And then we all went for beer and/or Chinese food.

Fast forward to last weekend. The Apocalypse was up on the website and Damian had just published his Exegesis when Simon Wistow (London.pm's official scapegoat) warned the mailing list that he had:

... an impending sense of doom about Perl 6. The latest Apocalypse/Exegesis fill me with fear rather than wonder. I've got a horrible feeling that Perl 6 is trying to do too much at once.

This provoked a firestorm of agreement. The general consensus was that the latest Apocalypse was:

reinventing wheels which we already have in abundance. And those new wheels have syntax that is only going to confuse those who are already experienced perl5 users

It seems that what we have here is a failure to communicate.

Yes, Damian's efforts have been superb in providing examples of code based on the Apocalypses, and I don't think anyone denies the sterling work that Dan and his team are doing with Parrot. But people do seem to be worried about Perl 6 being a rewrite for the Damians of this world, not for the ordinary Joe.

Well, I'm here to tell you that this ordinary Piers doesn't have a problem with Perl 6. In fact I'm excited and inspired by most of the work that's been done so far, and I hope to convince you too.

"Perl 6 doesn't look like Perl"

Well, up to a point. The thing that you have to remember when reading the sample code that Damian provides in his Exegeses is that he is deliberately exercising all the new features in a condensed example. The most recent code sample is initially scary because there's so much stuff in Apocalypse 3. Admittedly, $self.method() looks weird now, but then, $self->method() looked weird when Perl 5 was introduced. And, on rereading Damian's example with an eye to what hasn't changed, the whole thing still looks like Perl.

"Perl 6 just gives us syntax for stuff we can already do"

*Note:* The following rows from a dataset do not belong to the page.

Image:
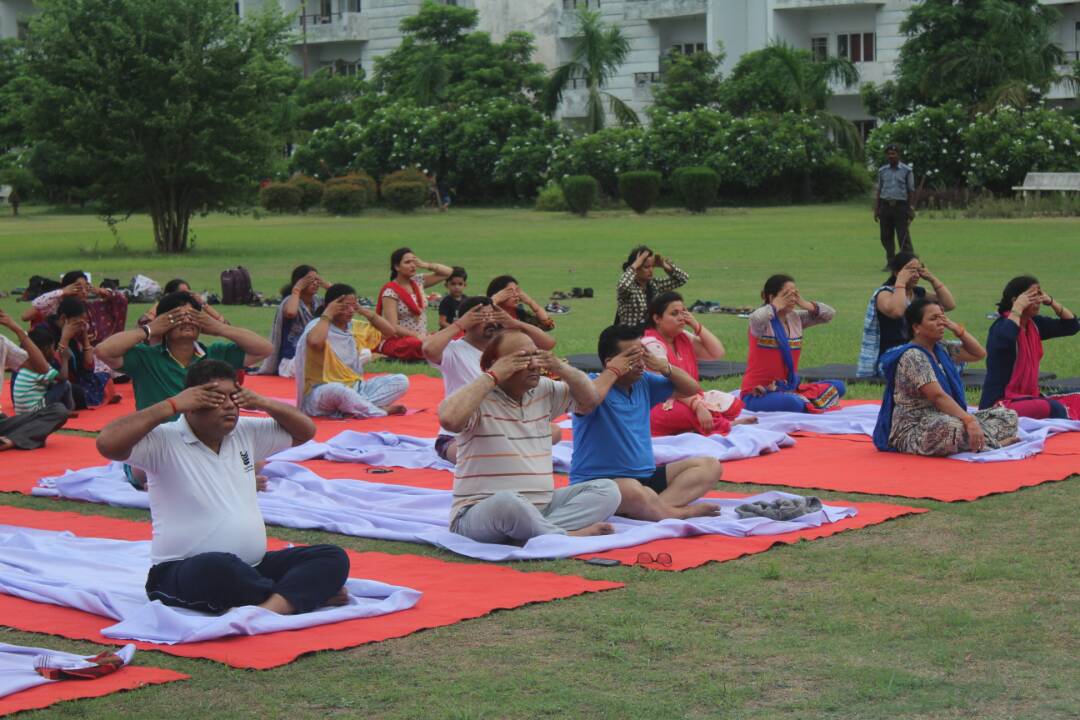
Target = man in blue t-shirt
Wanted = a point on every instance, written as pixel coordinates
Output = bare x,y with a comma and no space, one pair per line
615,440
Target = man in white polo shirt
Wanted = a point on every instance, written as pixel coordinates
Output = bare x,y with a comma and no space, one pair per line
210,543
503,488
457,348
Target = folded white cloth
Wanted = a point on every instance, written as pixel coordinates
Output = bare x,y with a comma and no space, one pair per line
108,578
297,498
18,665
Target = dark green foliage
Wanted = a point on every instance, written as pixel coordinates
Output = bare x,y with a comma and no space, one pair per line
688,82
405,197
345,199
551,199
580,192
639,189
696,187
281,198
443,59
170,107
361,179
311,191
977,53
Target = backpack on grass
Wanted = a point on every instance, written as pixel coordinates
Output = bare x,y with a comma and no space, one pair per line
237,286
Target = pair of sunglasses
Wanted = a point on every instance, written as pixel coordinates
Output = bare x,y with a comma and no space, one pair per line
660,558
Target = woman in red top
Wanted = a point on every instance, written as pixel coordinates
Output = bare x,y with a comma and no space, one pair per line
666,336
771,382
402,302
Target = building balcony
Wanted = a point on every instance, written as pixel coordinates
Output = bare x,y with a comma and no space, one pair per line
656,10
814,4
876,72
335,27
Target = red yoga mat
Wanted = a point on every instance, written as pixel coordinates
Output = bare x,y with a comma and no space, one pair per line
451,592
129,678
847,463
21,470
688,553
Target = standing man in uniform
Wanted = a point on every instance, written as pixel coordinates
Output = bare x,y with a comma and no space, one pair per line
894,204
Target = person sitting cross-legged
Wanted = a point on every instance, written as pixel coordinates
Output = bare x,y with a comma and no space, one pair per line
613,439
329,363
503,488
26,431
210,544
458,357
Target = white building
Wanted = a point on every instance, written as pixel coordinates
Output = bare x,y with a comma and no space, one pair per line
346,35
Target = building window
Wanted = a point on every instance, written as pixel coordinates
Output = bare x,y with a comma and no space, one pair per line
688,48
856,46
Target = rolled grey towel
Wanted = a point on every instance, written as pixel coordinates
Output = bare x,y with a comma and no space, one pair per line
785,508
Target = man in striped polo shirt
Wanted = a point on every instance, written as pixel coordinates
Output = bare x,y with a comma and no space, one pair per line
503,488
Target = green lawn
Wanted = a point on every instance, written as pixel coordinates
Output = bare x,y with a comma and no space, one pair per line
969,611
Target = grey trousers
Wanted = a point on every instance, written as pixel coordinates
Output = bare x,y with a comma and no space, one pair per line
29,430
508,515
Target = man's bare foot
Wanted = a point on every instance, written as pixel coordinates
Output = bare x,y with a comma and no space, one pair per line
279,605
594,529
698,510
339,598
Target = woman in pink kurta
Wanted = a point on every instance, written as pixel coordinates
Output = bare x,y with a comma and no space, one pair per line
666,336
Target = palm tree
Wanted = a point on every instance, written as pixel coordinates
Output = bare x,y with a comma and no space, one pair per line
601,51
809,87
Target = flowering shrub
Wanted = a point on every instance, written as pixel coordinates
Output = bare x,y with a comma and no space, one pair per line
604,155
1004,145
930,141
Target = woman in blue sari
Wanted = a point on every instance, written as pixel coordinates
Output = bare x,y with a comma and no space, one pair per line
925,410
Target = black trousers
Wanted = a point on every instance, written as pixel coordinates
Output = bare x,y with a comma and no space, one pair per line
29,430
214,582
893,219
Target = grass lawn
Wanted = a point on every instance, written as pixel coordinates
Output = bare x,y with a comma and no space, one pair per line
969,611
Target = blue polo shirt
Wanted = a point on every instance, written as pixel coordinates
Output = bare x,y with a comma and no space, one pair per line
616,438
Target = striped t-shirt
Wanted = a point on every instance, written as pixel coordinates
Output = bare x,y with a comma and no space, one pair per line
507,446
29,392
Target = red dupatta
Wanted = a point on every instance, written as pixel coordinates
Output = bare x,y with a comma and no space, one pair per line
1025,377
414,301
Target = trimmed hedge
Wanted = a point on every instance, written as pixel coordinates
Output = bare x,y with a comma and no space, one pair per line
345,199
639,189
580,192
280,198
311,191
551,199
696,187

That's a mighty big 'just' there, partner. Consider the currying syntax. Before this came along, currying was possible, but required an unreasonable amount of manual work to implement. Just consider the following, 'simple' example:

In perl 6 we have:

    $^_ + $^_

In perl 5, if you didn't worry about currying you'd write:

    sub { $_[0] + $_[1] }

If you do worry about currying, you'll have to write:

    do { 
        my $self;
        $self = sub {
            my ($arg1, $arg2) = @_;
            return $arg1 + $arg2             if @_==2;
            return sub { $self->($arg1,@_) } if @_==1;
            return $self;
        }
    }

And I don't want to think about the hoops I'd have to jump through in the case of a curried function with three arguments, or if I wanted named arguments. Now, you could very well argue that you don't use anonymous functions much anyway, so you're certainly not going to be doing tricks with currying, and you may be right. But then, of course, if you don't want to use them you don't have to.

However, I'm betting that before long it will be just another spanner in your toolbox along with all the other gadgets and goodies that Larry's shown us so far. Tools that you use without a second thought.

If you've ever done any academic computer science, you might have come across Functional Programming, in which case an awful lot of what's new in Perl 6 so far will be looking surprisingly familiar. The thing is, until now, Functional Programming has been seen as only of concern to academics and the kind of weirdoes who are daft enough to write Emacs extensions and, dammit, Perl doesn't need it. There is even an RFC to this effect.

I remember saying almost exactly the same thing about another language feature of 'purely academic interest' that got introduced with perl 5; the closure.

I don't know about you, but closures are old friends now; another tool that gets pulled out and used where appropriate, with hardly a second thought.

"Perl 6 doesn't give us anything that Perl 5 doesn't."

Yeah, and Perl 5 doesn't give us anything that a Universal Turing Machine, Intercal, or Python don't. We use it because it 'fits our brains'. The Perl 6 redesign is all about improving that fit.